Member of the Chamber of Deputies
- In office 15 May 1933 – 15 May 1937
- Constituency: 17th Departamental Grouping

Personal details
- Born: 29 June 1890 San Carlos, Chile
- Died: 18 July 1939 (aged 49) Santiago, Chile
- Party: Radical Party
- Spouse: Hortensia Aguayo

= Pedro Pablo Vaillant =

Chilean journalist and politician (1890–1939)

Pedro Pablo Vaillant Rodríguez (29 June 1890 – 18 July 1939) was a Chilean journalist, writer, and politician. A prominent member of the Radical Party, he served as a deputy for the 17th Departamental Grouping during the XXXVII Legislative Period of the National Congress of Chile, between 1933 and 1937.

== Biography ==
Vaillant Rodríguez was born in San Carlos on 29 June 1890, the son of Emilio Vaillant Parada and Elisa Rodríguez. He married Hortensia del Tránsito Aguayo Segura in Concepción on 15 January 1915; the couple had five children.

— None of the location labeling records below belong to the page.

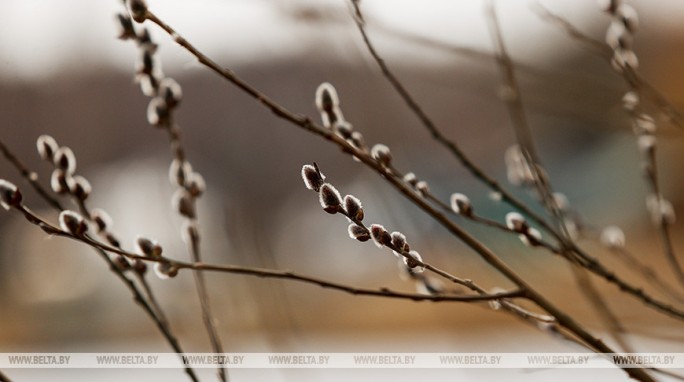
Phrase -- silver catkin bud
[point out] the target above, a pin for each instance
(79, 187)
(461, 205)
(10, 196)
(381, 154)
(353, 207)
(516, 222)
(380, 236)
(330, 198)
(357, 232)
(313, 178)
(148, 247)
(72, 223)
(47, 146)
(65, 160)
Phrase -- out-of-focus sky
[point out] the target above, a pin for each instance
(63, 72)
(41, 37)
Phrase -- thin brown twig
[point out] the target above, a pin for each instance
(591, 263)
(150, 307)
(30, 176)
(633, 77)
(484, 252)
(307, 124)
(272, 273)
(432, 128)
(516, 111)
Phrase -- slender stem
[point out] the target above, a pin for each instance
(632, 76)
(522, 130)
(647, 273)
(434, 131)
(156, 313)
(484, 252)
(308, 125)
(271, 273)
(30, 176)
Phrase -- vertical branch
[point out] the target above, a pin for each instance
(432, 128)
(516, 111)
(620, 39)
(166, 94)
(149, 305)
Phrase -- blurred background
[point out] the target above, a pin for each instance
(63, 72)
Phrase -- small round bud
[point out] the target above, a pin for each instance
(618, 37)
(561, 201)
(72, 223)
(327, 103)
(65, 160)
(646, 143)
(313, 178)
(79, 187)
(353, 207)
(139, 267)
(380, 236)
(381, 154)
(357, 232)
(58, 182)
(184, 203)
(189, 233)
(422, 188)
(47, 146)
(411, 179)
(148, 247)
(612, 237)
(630, 101)
(330, 198)
(414, 261)
(461, 204)
(112, 240)
(609, 6)
(101, 219)
(516, 222)
(399, 241)
(326, 97)
(146, 64)
(10, 196)
(158, 113)
(495, 304)
(165, 270)
(628, 16)
(661, 210)
(171, 92)
(138, 9)
(357, 141)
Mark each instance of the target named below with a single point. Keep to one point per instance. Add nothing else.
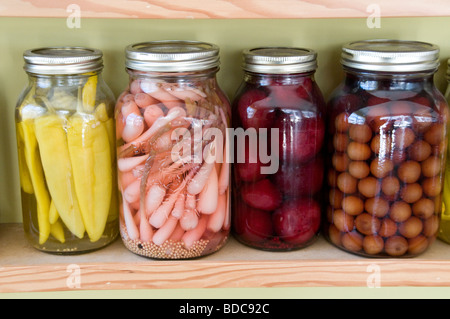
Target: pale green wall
(112, 36)
(324, 35)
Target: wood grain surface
(24, 269)
(218, 9)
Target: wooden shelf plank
(218, 9)
(24, 269)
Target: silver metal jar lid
(63, 60)
(279, 60)
(390, 55)
(172, 56)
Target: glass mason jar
(388, 139)
(66, 151)
(444, 231)
(171, 132)
(278, 174)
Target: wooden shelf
(220, 9)
(24, 269)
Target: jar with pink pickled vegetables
(277, 180)
(171, 125)
(388, 127)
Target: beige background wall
(113, 35)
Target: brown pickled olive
(341, 123)
(335, 235)
(396, 246)
(369, 186)
(388, 228)
(352, 241)
(342, 221)
(340, 162)
(340, 142)
(377, 206)
(423, 208)
(388, 146)
(381, 145)
(367, 224)
(400, 212)
(358, 169)
(358, 151)
(360, 133)
(409, 172)
(432, 186)
(431, 226)
(381, 167)
(346, 183)
(373, 244)
(432, 166)
(390, 186)
(411, 228)
(417, 245)
(378, 117)
(353, 205)
(403, 138)
(335, 197)
(419, 151)
(436, 134)
(411, 193)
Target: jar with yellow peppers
(66, 151)
(444, 231)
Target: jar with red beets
(277, 198)
(388, 127)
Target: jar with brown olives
(388, 127)
(444, 231)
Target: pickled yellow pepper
(90, 156)
(57, 166)
(37, 178)
(25, 178)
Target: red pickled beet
(262, 195)
(253, 225)
(302, 179)
(255, 111)
(346, 102)
(297, 221)
(422, 100)
(301, 137)
(304, 90)
(285, 96)
(250, 169)
(375, 100)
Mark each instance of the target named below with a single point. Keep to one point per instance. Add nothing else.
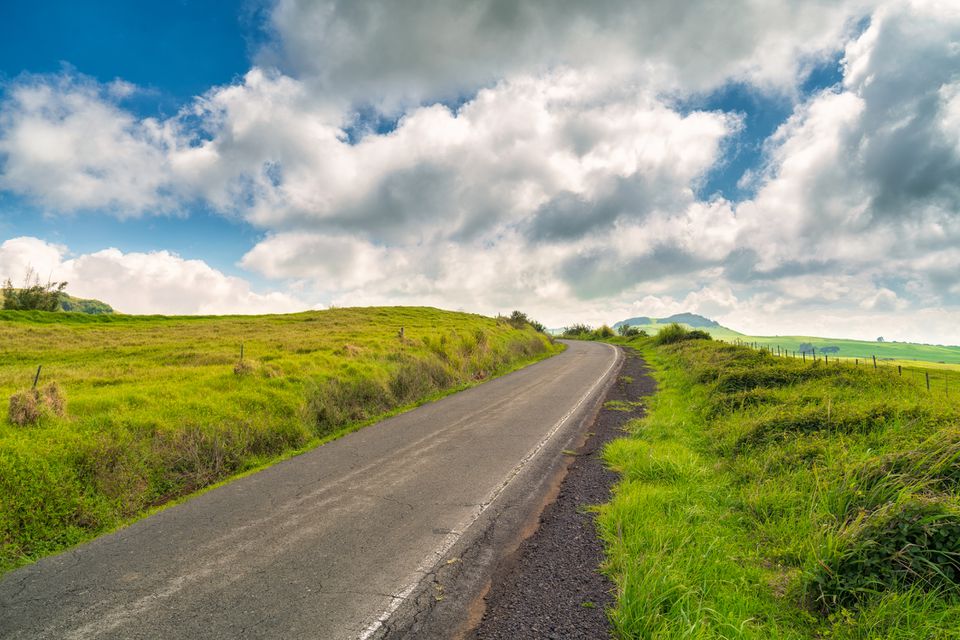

He completed his education at the Escuela and Liceo of Chillán. He worked as a proofreader and later as section editor at the newspaper El Sur, where he developed a long-standing career in journalism. In 1912, he published Bostezos del taller. Recopilación de artículos, a collection of his journalistic writings.

== Political career ==
A member of the Radical Party, Vaillant Rodríguez served several times as provincial president of the party. He was mayor of the Municipality of Concepción between 1924 and 1927 and later served as Governor of Collipulli in 1939.

In the parliamentary elections, he was elected deputy for the 17th Departamental Grouping (Tomé, Concepción and Yumbel), serving during the 1933–1937 legislative period. In the Chamber of Deputies, he was a member of the Standing Committee on Public Works (Fomento).